For those that don't know me, I am a relatively independent person (stop laughing). I realize this is probably quite the statement of the obvious but there might be one or two people that don't realize just how independent I am. I blame my mother for it is how she raised me. And the Army has solidified that part of my personality, if not magnified it. MacGyver and I were married for 4 years before The Girl came along. I loved being responsible solely for myself during that time. If I needed to stay late at work, I did. If I needed some time to myself (I grew up as an only child...there are times when I CRAVE alone time like an addict craves a drug) I took it. My time was my own and - aside from courtesy toward my husband in checking with him before I took off on my own - I didn't have anyone to answer to or worry about in my absence. It's not like I took off for weeks at a time. We lived in Fairbanks, Alaska - there really wasn't anywhere TO go. But I could head to Fred Meyer or Borders in the mall and lose myself for a bit without worrying about responsibilities at home. Or, if I needed to go see my parents, there was just one plane ticket to purchase and I didn't have to arrange child care or meals or anything like that. I could just GO.

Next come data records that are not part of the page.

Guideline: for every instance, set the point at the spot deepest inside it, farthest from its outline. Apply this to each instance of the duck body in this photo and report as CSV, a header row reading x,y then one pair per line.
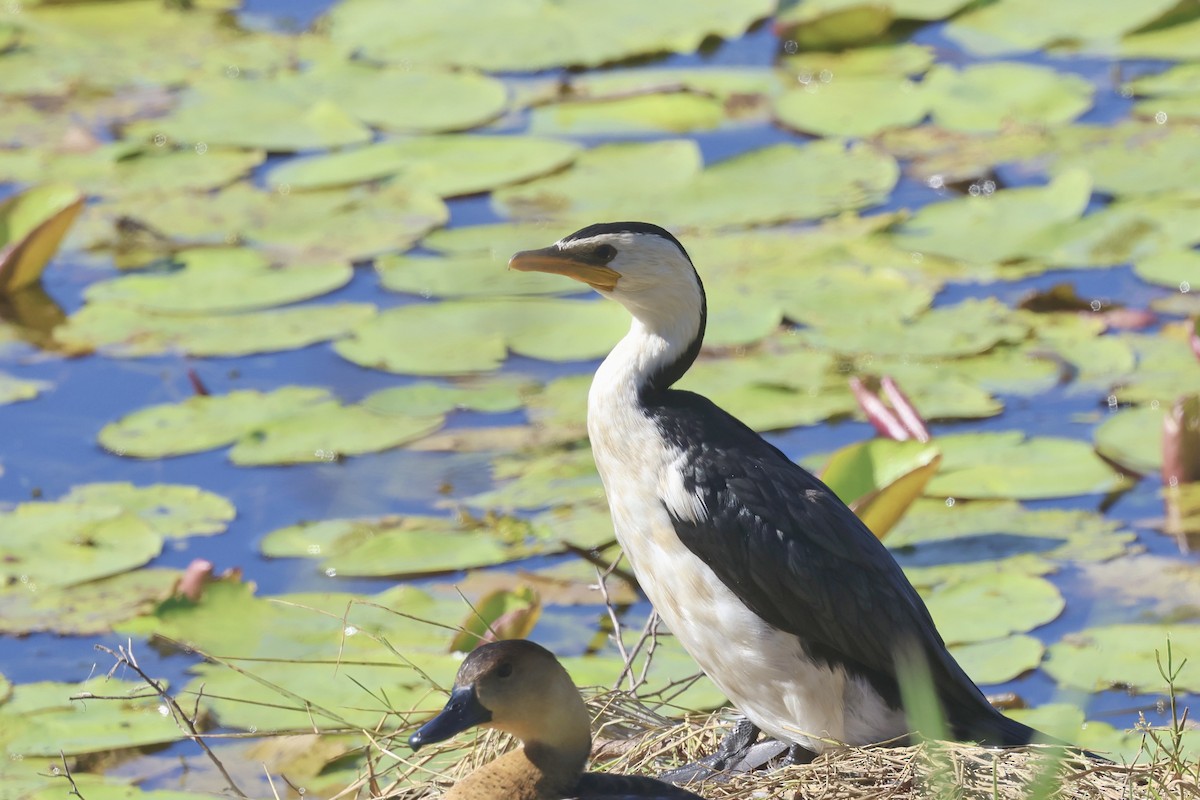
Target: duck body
x,y
783,596
520,687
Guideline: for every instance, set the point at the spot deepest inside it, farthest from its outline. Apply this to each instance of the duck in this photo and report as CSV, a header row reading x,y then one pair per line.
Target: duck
x,y
778,590
520,687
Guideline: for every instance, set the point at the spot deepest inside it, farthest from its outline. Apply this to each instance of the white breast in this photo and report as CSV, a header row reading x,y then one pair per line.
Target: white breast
x,y
763,671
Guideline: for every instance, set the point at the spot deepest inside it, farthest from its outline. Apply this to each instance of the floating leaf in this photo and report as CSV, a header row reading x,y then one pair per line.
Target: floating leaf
x,y
84,608
1133,438
1006,464
993,96
497,36
47,545
1109,656
663,113
221,280
129,332
1008,26
42,720
661,180
999,661
445,164
1001,227
852,107
33,223
171,510
991,606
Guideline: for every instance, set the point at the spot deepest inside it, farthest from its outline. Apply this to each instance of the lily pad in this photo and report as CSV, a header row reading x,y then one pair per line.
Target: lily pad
x,y
33,224
852,106
991,96
47,545
125,331
397,546
221,280
1133,438
172,510
1006,464
85,608
1008,26
1000,661
1001,227
42,720
663,181
498,36
1122,656
477,336
989,607
445,166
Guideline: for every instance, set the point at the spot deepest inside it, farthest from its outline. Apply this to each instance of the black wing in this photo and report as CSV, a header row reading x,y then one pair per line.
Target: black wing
x,y
801,559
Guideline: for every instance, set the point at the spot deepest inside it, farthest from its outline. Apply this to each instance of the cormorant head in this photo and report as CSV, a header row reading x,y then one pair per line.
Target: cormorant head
x,y
637,264
516,686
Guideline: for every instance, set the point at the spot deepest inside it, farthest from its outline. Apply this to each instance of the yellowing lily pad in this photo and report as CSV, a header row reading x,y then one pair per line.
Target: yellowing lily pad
x,y
1007,464
1009,26
989,607
48,545
443,164
221,280
33,224
991,96
1122,656
663,181
521,36
172,510
126,331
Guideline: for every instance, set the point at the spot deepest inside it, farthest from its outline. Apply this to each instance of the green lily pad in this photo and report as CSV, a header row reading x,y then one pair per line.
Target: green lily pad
x,y
84,608
984,530
495,395
15,390
969,328
1009,26
852,106
328,432
47,545
467,276
305,227
1006,464
124,331
499,36
989,607
445,166
221,280
1002,227
397,546
172,510
1133,438
203,422
1123,656
42,720
33,224
1000,661
475,336
661,113
991,96
1174,270
663,181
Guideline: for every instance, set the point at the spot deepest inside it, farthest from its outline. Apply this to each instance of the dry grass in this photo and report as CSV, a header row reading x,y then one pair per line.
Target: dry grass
x,y
631,738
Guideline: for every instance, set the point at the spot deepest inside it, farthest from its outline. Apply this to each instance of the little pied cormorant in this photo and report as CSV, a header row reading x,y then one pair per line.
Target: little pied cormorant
x,y
783,596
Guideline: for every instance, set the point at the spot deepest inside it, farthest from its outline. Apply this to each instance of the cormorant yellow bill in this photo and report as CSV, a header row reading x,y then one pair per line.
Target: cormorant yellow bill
x,y
556,262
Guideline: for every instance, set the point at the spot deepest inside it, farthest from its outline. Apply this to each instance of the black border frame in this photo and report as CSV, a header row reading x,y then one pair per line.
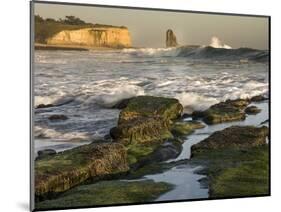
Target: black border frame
x,y
31,53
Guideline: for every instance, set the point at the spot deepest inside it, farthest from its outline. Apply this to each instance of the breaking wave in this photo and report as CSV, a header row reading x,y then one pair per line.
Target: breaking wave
x,y
216,51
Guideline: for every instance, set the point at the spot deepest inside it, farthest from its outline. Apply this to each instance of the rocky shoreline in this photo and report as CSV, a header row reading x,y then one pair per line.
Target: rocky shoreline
x,y
148,132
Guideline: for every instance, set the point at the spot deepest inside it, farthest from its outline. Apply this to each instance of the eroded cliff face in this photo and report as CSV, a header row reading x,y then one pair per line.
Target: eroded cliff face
x,y
171,40
93,37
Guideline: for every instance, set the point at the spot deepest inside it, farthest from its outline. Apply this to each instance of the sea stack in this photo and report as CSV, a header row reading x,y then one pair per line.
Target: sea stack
x,y
171,40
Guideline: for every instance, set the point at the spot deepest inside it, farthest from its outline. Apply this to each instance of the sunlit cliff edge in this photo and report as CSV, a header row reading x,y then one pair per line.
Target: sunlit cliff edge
x,y
93,37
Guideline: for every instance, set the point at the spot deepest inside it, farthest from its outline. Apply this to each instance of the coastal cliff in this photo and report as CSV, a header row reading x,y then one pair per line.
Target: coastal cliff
x,y
93,37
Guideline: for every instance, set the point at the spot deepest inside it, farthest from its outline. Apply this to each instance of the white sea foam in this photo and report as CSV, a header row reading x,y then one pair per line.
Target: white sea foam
x,y
250,89
173,51
45,100
196,101
119,92
51,133
217,43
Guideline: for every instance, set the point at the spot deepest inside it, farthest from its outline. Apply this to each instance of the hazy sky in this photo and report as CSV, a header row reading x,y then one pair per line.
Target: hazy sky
x,y
148,28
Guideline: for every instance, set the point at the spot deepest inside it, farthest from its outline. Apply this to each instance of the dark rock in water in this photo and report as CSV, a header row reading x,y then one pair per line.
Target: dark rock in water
x,y
171,40
60,172
44,106
144,128
185,116
230,110
232,137
122,104
46,152
141,155
185,128
107,137
258,98
108,193
146,119
264,122
141,130
57,117
252,110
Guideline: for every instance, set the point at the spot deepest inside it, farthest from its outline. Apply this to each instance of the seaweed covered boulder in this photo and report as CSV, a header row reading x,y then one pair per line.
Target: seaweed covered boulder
x,y
150,106
108,193
141,130
140,155
230,110
232,137
144,128
58,173
181,128
146,119
252,110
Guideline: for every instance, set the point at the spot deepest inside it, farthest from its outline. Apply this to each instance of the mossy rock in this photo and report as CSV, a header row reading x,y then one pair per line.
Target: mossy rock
x,y
146,119
108,193
233,172
258,98
140,155
150,106
185,128
232,137
141,130
252,110
230,110
58,173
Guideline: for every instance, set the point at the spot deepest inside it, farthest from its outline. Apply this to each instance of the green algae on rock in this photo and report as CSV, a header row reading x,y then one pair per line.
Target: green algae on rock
x,y
146,119
232,137
181,128
150,106
230,110
58,173
233,172
252,110
144,128
235,160
108,193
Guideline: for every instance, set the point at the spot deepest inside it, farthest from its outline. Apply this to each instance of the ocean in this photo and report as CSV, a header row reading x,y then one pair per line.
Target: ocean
x,y
84,85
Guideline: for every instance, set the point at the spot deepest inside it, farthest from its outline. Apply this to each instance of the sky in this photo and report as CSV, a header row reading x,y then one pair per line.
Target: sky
x,y
148,28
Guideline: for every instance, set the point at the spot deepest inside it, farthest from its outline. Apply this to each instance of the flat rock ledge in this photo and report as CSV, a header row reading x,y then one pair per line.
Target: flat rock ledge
x,y
230,110
232,137
146,119
58,173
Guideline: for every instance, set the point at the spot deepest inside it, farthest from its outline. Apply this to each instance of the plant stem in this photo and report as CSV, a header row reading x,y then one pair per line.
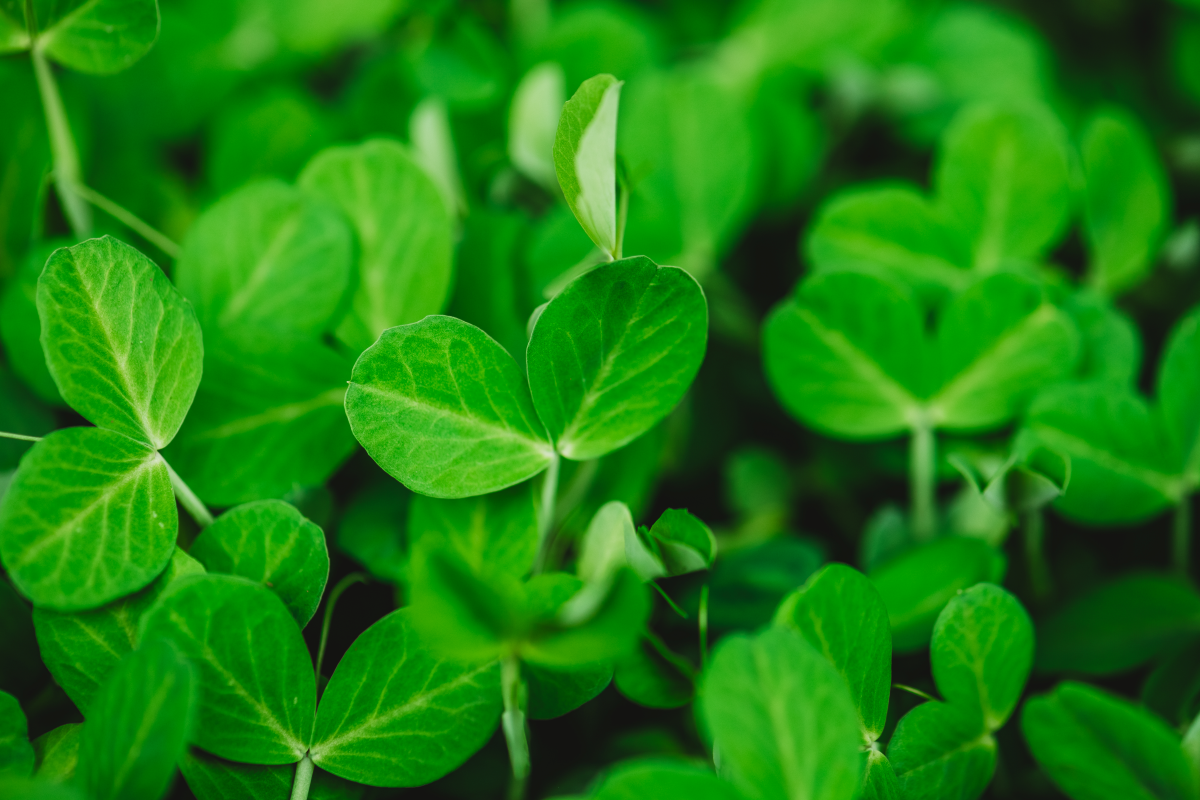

Then my daughter came along. Aside from a few hiccups (and a milk protein allergy) in the first few weeks, she was quite an easy baby. And yet, I resented being 'tied down'. Not TOO much but it was there, simmering under the surface. As many military spouses (and other SAHMs) can attest to, it was made worse by the fact that my husband 'got' to go to work and I was 'stuck' at home with a baby (a baby that I wanted but that didn't factor into my mindset at the time. I was hormonal. Don't judge.). He was able to interact with other adults whereas I had given up my teaching position to stay home and my interaction with other adults was limited to phone calls and the gate guards on post. Those first 6 months were tough but we made it through and I settled in to parenthood pretty well at that point. Found my groove, so to speak. It helps that The Girl also figured out how to sleep through the night around that time. I'm sure there is a correlation. She was fun - and CUTE - and I enjoyed showing her off and playing with her and watching her grow. But the reality of parenthood did not even come close to the ideal image I had conjured up in my brain.


~*~*~*~*~*~*~*~*~*~*~*

More to come soon!




Pau.




- hfs

3 comments:

Bethanne said...

You are right! I know exactly how you felt, and probably still feel every once in a while.

Why does he get to have a job that entails interaction with adults while I have to stay home and interact with [now] kids and preteens?! That's no fun! LOL :D

A friend of mine recently said to me, it's all about them, isn't it? That's what makes our profession [as mothers and wives] so noble. We put everyone else first. And I don't mean that in a martyred way. I don't resent it or hate it. It's just life. The rewards are GREAT!

Can't wait to read more. Thanks for sharing!

Mom5Kids said...

The worst shock of having the first child was NO alone time. No one warns potential parents of this... It's especially hard if you're an only child with a clingy Dh.

Homefront Six said...

The first wasn't as big of a shock as the second. At least with The Girl, when she slept, I could eek out a few minutes to myself. But with The Boy AND The Girl, I lost what little I had left. I couldn't PAY them to sleep at the same time - they tag-teamed me and one would wake up just as I got the other to sleep. Many days I was in tears just because I had a child that was awake.

Bethanne ~ definitely not martyred. But it felt like that in the beginning, until I gained some perspective.